Many debtors know that it is possible to deduct a credit’s interest from their tax return. Unfortunately, this simple method that sometimes saves important figures is often forgotten. We will show you how to use your tax advantage as a debtor and clarify important questions about this subject.
What can be deducted?
In Switzerland, the Confederation, cantons and municipalities collect their taxes separately. The Confederation and the cantons levy income taxes and the municipalities collect income and luck. Individuals, every year, have the opportunity to include certain expenses on their tax return which will reduce their income so as not to pay taxes. The interest paid on the loans is part of these expenses, which is why the amounts transferred for the loans are exempt from taxes for the Confederation and the cantons! In other words, your taxable amount is deducted from the interest paid.

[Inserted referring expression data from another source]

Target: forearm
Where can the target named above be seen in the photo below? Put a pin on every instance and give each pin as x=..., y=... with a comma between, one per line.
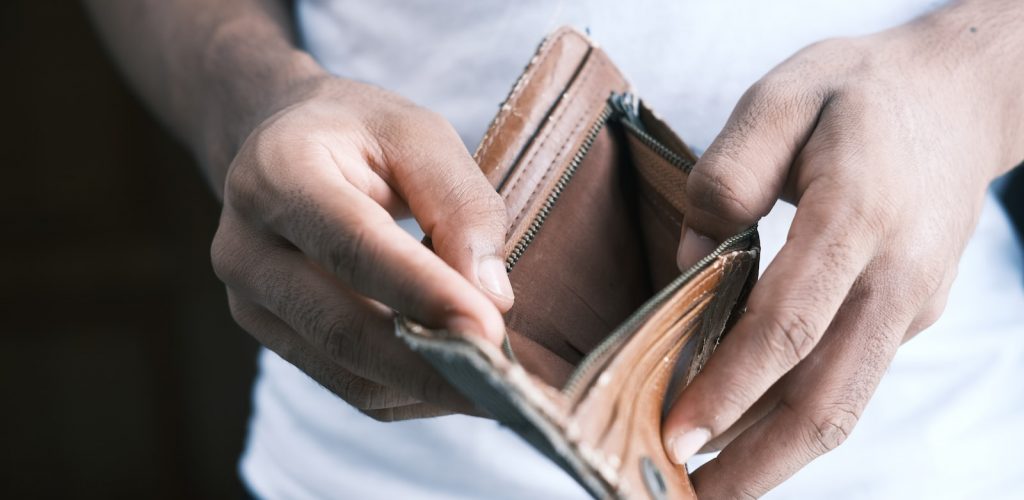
x=980, y=44
x=211, y=71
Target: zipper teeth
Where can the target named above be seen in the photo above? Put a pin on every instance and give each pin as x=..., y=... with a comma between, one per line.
x=552, y=198
x=572, y=385
x=659, y=149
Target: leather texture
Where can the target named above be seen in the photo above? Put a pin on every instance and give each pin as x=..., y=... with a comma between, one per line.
x=605, y=327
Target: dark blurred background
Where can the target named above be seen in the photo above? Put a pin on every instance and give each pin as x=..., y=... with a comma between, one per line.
x=121, y=371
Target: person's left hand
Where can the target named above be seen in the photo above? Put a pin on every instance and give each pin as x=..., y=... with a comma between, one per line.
x=887, y=144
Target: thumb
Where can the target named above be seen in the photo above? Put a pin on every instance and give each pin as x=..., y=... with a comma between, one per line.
x=457, y=207
x=743, y=171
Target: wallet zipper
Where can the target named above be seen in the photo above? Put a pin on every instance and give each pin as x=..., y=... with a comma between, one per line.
x=628, y=107
x=596, y=357
x=552, y=198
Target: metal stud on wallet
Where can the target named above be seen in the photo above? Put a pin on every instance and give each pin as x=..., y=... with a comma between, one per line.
x=605, y=329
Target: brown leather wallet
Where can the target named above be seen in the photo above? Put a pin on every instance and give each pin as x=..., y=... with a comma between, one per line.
x=594, y=184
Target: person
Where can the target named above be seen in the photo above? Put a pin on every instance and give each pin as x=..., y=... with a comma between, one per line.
x=885, y=131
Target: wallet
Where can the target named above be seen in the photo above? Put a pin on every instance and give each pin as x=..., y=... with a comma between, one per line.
x=605, y=330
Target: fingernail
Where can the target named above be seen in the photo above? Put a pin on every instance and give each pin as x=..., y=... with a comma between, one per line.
x=693, y=248
x=493, y=278
x=684, y=446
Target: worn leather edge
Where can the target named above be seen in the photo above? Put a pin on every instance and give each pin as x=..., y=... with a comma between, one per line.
x=549, y=72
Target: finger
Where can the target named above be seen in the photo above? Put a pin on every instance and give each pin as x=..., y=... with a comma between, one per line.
x=346, y=329
x=821, y=403
x=452, y=200
x=830, y=242
x=275, y=335
x=741, y=174
x=755, y=414
x=933, y=310
x=357, y=241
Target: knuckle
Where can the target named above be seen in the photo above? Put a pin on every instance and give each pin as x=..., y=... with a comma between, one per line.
x=224, y=256
x=472, y=211
x=721, y=190
x=348, y=255
x=341, y=335
x=790, y=336
x=829, y=427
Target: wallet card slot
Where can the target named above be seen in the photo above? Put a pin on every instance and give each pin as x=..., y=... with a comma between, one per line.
x=599, y=356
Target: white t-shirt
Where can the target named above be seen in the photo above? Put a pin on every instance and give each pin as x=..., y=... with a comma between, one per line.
x=947, y=421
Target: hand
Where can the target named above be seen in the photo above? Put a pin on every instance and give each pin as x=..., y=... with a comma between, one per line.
x=314, y=263
x=886, y=144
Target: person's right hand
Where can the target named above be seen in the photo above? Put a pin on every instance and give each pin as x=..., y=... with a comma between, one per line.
x=314, y=263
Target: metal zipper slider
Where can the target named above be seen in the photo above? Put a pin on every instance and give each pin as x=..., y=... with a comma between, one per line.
x=627, y=106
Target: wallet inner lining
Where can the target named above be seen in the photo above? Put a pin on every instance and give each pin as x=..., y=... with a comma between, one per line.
x=604, y=248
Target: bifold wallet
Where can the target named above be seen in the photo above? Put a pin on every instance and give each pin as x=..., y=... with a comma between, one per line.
x=605, y=329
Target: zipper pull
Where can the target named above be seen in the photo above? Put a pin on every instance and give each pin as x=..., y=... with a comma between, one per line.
x=627, y=107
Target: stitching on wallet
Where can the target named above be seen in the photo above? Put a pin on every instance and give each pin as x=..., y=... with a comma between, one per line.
x=590, y=71
x=515, y=93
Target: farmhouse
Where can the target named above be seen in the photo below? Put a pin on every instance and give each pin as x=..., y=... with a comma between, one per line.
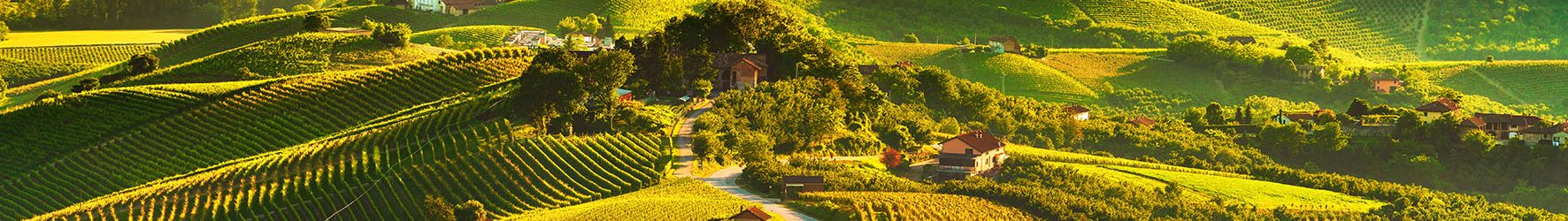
x=971, y=154
x=1241, y=40
x=453, y=6
x=800, y=184
x=1503, y=126
x=741, y=71
x=751, y=214
x=1554, y=135
x=1076, y=111
x=1437, y=109
x=1003, y=44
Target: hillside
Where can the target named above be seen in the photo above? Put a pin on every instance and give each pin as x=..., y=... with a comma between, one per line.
x=282, y=57
x=241, y=124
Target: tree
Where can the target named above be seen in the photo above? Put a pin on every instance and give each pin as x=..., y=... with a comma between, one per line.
x=438, y=209
x=85, y=85
x=317, y=22
x=471, y=210
x=1358, y=109
x=1214, y=115
x=143, y=63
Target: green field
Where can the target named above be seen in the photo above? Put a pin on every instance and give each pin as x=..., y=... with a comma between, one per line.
x=673, y=200
x=93, y=36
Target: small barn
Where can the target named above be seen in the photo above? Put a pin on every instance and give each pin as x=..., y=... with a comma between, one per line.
x=800, y=184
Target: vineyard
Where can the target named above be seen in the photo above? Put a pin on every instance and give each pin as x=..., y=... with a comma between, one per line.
x=245, y=123
x=872, y=206
x=1383, y=30
x=674, y=200
x=79, y=54
x=282, y=57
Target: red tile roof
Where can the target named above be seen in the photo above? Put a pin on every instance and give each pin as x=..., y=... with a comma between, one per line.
x=1441, y=105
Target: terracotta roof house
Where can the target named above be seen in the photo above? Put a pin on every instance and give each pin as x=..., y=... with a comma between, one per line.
x=1556, y=135
x=1076, y=111
x=453, y=6
x=1143, y=121
x=739, y=71
x=1504, y=126
x=751, y=214
x=800, y=184
x=1003, y=44
x=971, y=154
x=1241, y=40
x=1437, y=109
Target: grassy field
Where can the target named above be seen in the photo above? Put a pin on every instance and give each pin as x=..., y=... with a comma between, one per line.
x=282, y=57
x=91, y=36
x=237, y=124
x=673, y=200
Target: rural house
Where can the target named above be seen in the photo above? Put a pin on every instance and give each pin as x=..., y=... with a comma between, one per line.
x=751, y=214
x=971, y=154
x=800, y=184
x=1076, y=111
x=1003, y=44
x=1556, y=135
x=453, y=6
x=1503, y=126
x=741, y=71
x=1437, y=109
x=1241, y=40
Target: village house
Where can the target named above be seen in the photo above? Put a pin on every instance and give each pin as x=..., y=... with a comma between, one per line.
x=800, y=184
x=741, y=71
x=1501, y=126
x=1437, y=109
x=1076, y=111
x=1003, y=44
x=1241, y=40
x=751, y=214
x=452, y=6
x=1554, y=135
x=971, y=154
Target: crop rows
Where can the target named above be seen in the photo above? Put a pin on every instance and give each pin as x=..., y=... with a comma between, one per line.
x=1383, y=30
x=79, y=54
x=253, y=121
x=873, y=206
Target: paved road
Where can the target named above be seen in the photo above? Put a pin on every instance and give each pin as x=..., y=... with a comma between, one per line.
x=725, y=179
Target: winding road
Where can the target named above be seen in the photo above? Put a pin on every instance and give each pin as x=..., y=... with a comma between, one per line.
x=723, y=179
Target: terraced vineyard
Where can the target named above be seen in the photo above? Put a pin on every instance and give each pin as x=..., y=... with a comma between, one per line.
x=245, y=123
x=79, y=54
x=1383, y=30
x=670, y=201
x=281, y=57
x=875, y=206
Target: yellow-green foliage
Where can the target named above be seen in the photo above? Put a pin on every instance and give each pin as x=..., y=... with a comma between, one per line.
x=1259, y=193
x=79, y=54
x=1382, y=30
x=877, y=206
x=241, y=124
x=627, y=16
x=290, y=55
x=488, y=34
x=678, y=200
x=91, y=36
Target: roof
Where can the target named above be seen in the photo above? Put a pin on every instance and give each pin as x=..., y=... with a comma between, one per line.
x=1441, y=105
x=751, y=214
x=1510, y=119
x=802, y=179
x=1548, y=131
x=979, y=140
x=1074, y=109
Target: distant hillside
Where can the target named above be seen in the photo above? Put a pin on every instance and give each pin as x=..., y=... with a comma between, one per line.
x=282, y=57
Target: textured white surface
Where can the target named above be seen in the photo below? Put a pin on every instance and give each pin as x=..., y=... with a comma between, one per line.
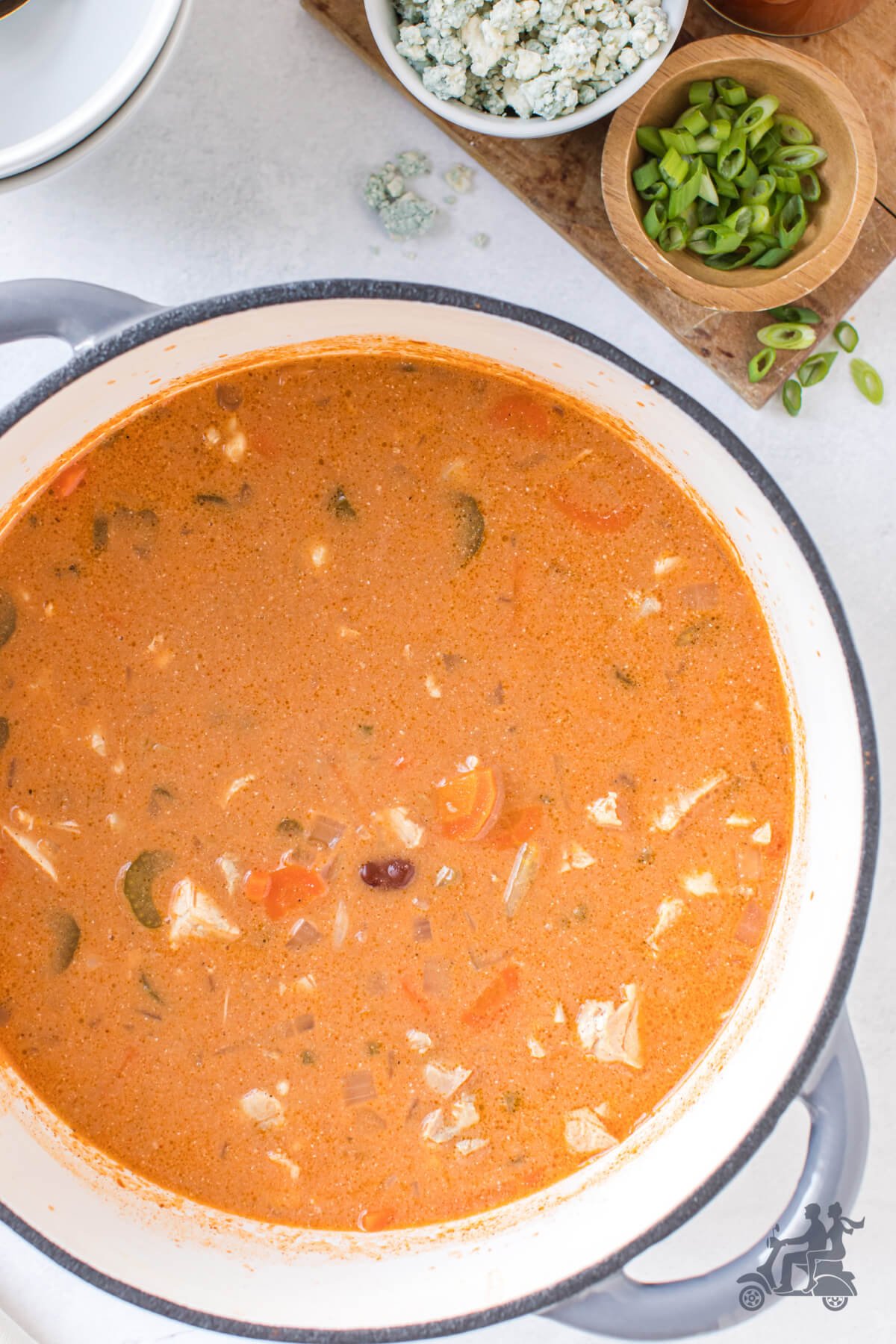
x=246, y=168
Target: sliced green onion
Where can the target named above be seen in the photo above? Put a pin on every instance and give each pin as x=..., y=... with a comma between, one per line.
x=868, y=381
x=786, y=336
x=655, y=220
x=797, y=158
x=759, y=193
x=815, y=369
x=759, y=220
x=761, y=364
x=673, y=168
x=793, y=131
x=700, y=92
x=744, y=255
x=790, y=314
x=673, y=237
x=761, y=109
x=773, y=257
x=714, y=240
x=659, y=191
x=731, y=93
x=692, y=120
x=847, y=336
x=791, y=396
x=649, y=140
x=793, y=222
x=809, y=186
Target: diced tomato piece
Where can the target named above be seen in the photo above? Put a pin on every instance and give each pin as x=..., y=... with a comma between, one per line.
x=69, y=480
x=257, y=886
x=469, y=804
x=517, y=827
x=523, y=413
x=494, y=999
x=597, y=519
x=292, y=887
x=376, y=1219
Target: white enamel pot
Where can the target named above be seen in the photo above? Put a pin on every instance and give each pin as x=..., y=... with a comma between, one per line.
x=788, y=1039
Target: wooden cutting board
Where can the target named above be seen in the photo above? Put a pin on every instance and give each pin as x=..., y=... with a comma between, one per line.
x=561, y=179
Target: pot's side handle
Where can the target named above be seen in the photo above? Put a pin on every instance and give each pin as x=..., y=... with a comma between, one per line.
x=837, y=1102
x=69, y=309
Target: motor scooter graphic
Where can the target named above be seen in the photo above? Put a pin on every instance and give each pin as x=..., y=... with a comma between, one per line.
x=820, y=1263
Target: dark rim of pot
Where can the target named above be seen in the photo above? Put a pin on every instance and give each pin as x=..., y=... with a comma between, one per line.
x=172, y=319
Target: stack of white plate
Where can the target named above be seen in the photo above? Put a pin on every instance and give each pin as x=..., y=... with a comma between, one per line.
x=72, y=70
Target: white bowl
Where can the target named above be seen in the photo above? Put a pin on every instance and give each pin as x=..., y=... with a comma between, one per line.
x=383, y=20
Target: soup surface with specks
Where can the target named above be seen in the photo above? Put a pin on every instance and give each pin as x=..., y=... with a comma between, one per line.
x=396, y=780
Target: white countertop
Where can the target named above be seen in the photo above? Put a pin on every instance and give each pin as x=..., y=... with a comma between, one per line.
x=246, y=167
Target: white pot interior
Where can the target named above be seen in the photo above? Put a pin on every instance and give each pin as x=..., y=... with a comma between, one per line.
x=227, y=1268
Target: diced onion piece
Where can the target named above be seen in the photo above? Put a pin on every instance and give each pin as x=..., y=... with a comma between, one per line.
x=609, y=1033
x=444, y=1081
x=526, y=866
x=358, y=1088
x=585, y=1132
x=603, y=811
x=418, y=1041
x=264, y=1109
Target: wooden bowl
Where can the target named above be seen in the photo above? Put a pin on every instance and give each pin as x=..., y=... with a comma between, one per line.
x=805, y=89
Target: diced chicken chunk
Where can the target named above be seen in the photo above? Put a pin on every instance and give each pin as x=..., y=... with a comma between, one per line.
x=264, y=1109
x=610, y=1033
x=677, y=811
x=193, y=914
x=667, y=914
x=603, y=811
x=585, y=1132
x=445, y=1081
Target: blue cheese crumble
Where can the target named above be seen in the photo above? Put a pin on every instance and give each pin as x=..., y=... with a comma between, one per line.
x=531, y=58
x=403, y=213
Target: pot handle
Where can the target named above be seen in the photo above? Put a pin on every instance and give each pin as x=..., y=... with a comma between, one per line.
x=69, y=309
x=836, y=1097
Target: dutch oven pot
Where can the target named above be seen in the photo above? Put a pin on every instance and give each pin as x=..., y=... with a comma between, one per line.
x=561, y=1250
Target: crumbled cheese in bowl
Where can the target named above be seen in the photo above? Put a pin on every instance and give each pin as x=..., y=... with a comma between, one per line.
x=527, y=58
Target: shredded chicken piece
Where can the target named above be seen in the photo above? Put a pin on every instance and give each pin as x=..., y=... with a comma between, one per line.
x=264, y=1109
x=667, y=914
x=603, y=811
x=193, y=914
x=282, y=1160
x=438, y=1130
x=445, y=1081
x=34, y=851
x=609, y=1033
x=406, y=833
x=575, y=856
x=700, y=885
x=585, y=1132
x=677, y=811
x=245, y=780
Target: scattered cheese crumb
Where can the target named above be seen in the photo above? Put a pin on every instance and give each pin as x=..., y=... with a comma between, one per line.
x=603, y=811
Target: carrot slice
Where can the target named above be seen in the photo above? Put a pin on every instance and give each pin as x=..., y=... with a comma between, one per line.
x=595, y=519
x=517, y=827
x=494, y=999
x=521, y=413
x=469, y=804
x=69, y=480
x=257, y=886
x=292, y=887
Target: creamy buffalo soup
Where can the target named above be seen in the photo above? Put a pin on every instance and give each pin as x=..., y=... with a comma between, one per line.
x=398, y=783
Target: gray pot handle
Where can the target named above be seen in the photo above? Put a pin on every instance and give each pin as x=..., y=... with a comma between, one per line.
x=69, y=309
x=836, y=1097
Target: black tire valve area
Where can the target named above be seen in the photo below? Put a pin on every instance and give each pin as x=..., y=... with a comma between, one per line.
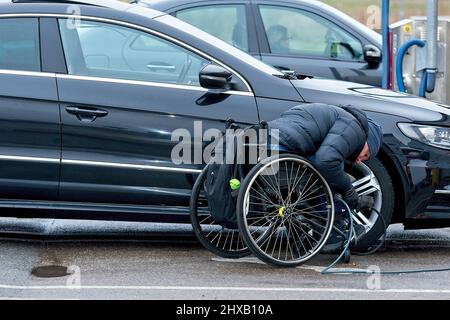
x=50, y=271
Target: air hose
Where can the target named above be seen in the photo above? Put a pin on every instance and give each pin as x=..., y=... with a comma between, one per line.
x=327, y=270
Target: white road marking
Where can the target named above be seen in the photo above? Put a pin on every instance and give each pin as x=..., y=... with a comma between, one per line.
x=304, y=267
x=191, y=288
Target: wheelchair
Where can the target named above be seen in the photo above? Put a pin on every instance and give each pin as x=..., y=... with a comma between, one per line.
x=285, y=213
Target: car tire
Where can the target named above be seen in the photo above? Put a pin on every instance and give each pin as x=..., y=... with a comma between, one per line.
x=386, y=210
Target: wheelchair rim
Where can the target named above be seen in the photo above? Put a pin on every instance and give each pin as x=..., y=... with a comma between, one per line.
x=290, y=222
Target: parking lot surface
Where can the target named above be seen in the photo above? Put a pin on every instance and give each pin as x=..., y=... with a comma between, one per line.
x=63, y=259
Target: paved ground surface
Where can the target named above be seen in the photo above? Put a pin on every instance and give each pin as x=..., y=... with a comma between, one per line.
x=158, y=261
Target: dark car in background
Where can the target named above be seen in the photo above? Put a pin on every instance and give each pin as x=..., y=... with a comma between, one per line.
x=305, y=36
x=89, y=102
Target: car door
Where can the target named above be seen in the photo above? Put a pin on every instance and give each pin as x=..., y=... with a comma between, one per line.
x=30, y=140
x=126, y=92
x=231, y=22
x=298, y=38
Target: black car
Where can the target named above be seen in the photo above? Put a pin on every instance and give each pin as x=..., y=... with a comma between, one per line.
x=305, y=36
x=90, y=95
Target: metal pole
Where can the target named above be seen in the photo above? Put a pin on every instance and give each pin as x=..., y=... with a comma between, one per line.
x=386, y=44
x=432, y=45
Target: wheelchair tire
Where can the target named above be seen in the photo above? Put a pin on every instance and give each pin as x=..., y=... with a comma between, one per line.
x=285, y=210
x=226, y=243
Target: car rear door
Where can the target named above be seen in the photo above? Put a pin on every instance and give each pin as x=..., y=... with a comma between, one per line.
x=127, y=90
x=30, y=140
x=301, y=38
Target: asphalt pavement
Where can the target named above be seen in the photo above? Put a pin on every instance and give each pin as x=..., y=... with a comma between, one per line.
x=65, y=259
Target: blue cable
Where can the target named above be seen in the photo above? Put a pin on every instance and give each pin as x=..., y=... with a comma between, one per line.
x=350, y=271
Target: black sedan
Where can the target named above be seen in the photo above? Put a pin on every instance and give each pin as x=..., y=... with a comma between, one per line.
x=305, y=36
x=91, y=94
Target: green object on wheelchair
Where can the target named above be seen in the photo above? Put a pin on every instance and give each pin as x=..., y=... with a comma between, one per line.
x=235, y=184
x=281, y=212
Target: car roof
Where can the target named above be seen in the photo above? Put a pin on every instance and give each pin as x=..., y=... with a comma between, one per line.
x=170, y=5
x=110, y=4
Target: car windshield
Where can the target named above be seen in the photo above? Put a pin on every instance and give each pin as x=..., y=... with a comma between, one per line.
x=176, y=23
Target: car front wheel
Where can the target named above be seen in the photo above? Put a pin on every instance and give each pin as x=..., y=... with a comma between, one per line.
x=371, y=178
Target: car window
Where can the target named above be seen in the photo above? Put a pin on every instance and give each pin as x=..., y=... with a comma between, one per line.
x=297, y=32
x=226, y=22
x=111, y=51
x=19, y=44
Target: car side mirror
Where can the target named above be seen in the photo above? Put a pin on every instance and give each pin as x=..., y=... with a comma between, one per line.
x=372, y=54
x=215, y=77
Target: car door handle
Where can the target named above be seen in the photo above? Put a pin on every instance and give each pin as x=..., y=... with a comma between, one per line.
x=161, y=67
x=86, y=114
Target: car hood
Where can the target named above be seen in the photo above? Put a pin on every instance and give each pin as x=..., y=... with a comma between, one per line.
x=372, y=99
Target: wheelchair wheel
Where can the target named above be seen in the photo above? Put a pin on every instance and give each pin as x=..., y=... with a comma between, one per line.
x=287, y=200
x=226, y=243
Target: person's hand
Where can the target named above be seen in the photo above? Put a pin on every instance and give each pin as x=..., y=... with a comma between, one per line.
x=351, y=198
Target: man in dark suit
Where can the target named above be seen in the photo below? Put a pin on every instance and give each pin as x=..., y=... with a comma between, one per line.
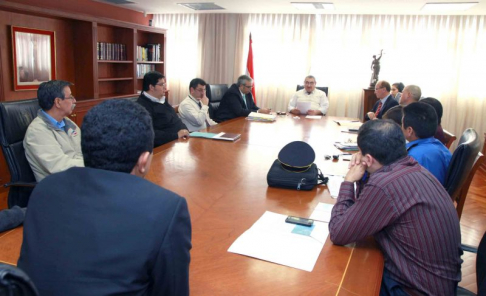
x=167, y=125
x=238, y=101
x=103, y=229
x=385, y=101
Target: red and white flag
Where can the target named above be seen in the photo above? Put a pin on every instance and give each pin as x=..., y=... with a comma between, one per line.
x=249, y=69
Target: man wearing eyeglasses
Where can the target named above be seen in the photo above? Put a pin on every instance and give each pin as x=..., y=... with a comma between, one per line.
x=385, y=101
x=238, y=101
x=52, y=142
x=194, y=109
x=317, y=98
x=167, y=125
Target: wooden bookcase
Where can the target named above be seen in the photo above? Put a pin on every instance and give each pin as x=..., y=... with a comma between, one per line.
x=76, y=38
x=77, y=52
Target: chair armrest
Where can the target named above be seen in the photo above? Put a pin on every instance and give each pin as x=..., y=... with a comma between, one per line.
x=20, y=184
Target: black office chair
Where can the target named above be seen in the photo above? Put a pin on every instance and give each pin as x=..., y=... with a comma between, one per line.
x=15, y=117
x=480, y=268
x=462, y=162
x=215, y=93
x=14, y=282
x=323, y=88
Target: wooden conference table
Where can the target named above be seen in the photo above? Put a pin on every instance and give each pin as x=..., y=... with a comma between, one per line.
x=226, y=189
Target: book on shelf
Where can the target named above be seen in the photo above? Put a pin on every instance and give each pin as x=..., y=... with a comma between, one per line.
x=254, y=116
x=111, y=51
x=221, y=136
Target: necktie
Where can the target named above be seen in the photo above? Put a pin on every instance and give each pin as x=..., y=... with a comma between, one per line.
x=207, y=122
x=378, y=109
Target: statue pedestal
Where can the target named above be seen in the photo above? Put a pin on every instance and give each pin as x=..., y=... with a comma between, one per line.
x=369, y=100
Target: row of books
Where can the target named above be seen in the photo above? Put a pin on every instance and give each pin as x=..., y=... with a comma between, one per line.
x=111, y=51
x=142, y=69
x=148, y=53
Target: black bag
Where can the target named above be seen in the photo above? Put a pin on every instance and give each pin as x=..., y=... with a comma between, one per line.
x=306, y=180
x=14, y=281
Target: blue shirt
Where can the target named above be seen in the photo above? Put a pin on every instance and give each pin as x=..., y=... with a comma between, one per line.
x=58, y=124
x=432, y=155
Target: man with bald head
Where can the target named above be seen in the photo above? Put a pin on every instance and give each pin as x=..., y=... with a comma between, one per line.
x=385, y=102
x=410, y=94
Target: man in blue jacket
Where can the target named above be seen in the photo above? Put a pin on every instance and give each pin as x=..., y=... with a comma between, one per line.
x=103, y=229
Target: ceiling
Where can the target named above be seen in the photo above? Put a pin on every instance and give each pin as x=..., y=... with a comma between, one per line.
x=394, y=7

Attention : As a consumer credit holder, transfer an amount every month to the credit bank. This sum not only includes interest but also part of the repayment of your loan. The interest paid is the only tax relief available, but the repayment is not.
What interests can I deduct?
All interest paid and tied to a private credit is tax deductible. This means that it is possible to deduct the costs of personal loans, consumer loans, mortgages, loans to private third parties and even credit card interest. If for example, during the year, you paid interest on a sum lent to a private individual (such as friends and relatives), you should ask him for a precise statement about the interest paid, so that he can deduct it. Note: a lease is not considered a loan and the interest paid cannot be deducted from your income.
How much can I save?
The savings potential of the loans naturally depends on the amount of interest paid which will in turn depend on the amount of the loan requested, the duration and the rate. Savings also vary according to your income and the canton of residence: for example if you earn USD 30,000 per year in the canton of Bern, you will pay 5.6% of income tax; if you earn USD 100,000 per year, you pay 17,5%. For example, suppose that a loan of USD 25,000 over 36 months with an interest rate of 9.9% in the first year costs around USD 1,800 of interest and that the holder of the latter loan pays, in its canton of residence, 10% of income taxes will have saved 180 francs on cantonal taxes. Furthermore, it should not be forgotten that the savings potential is even higher, as this type of deduction is also possible at the Federal Confederation!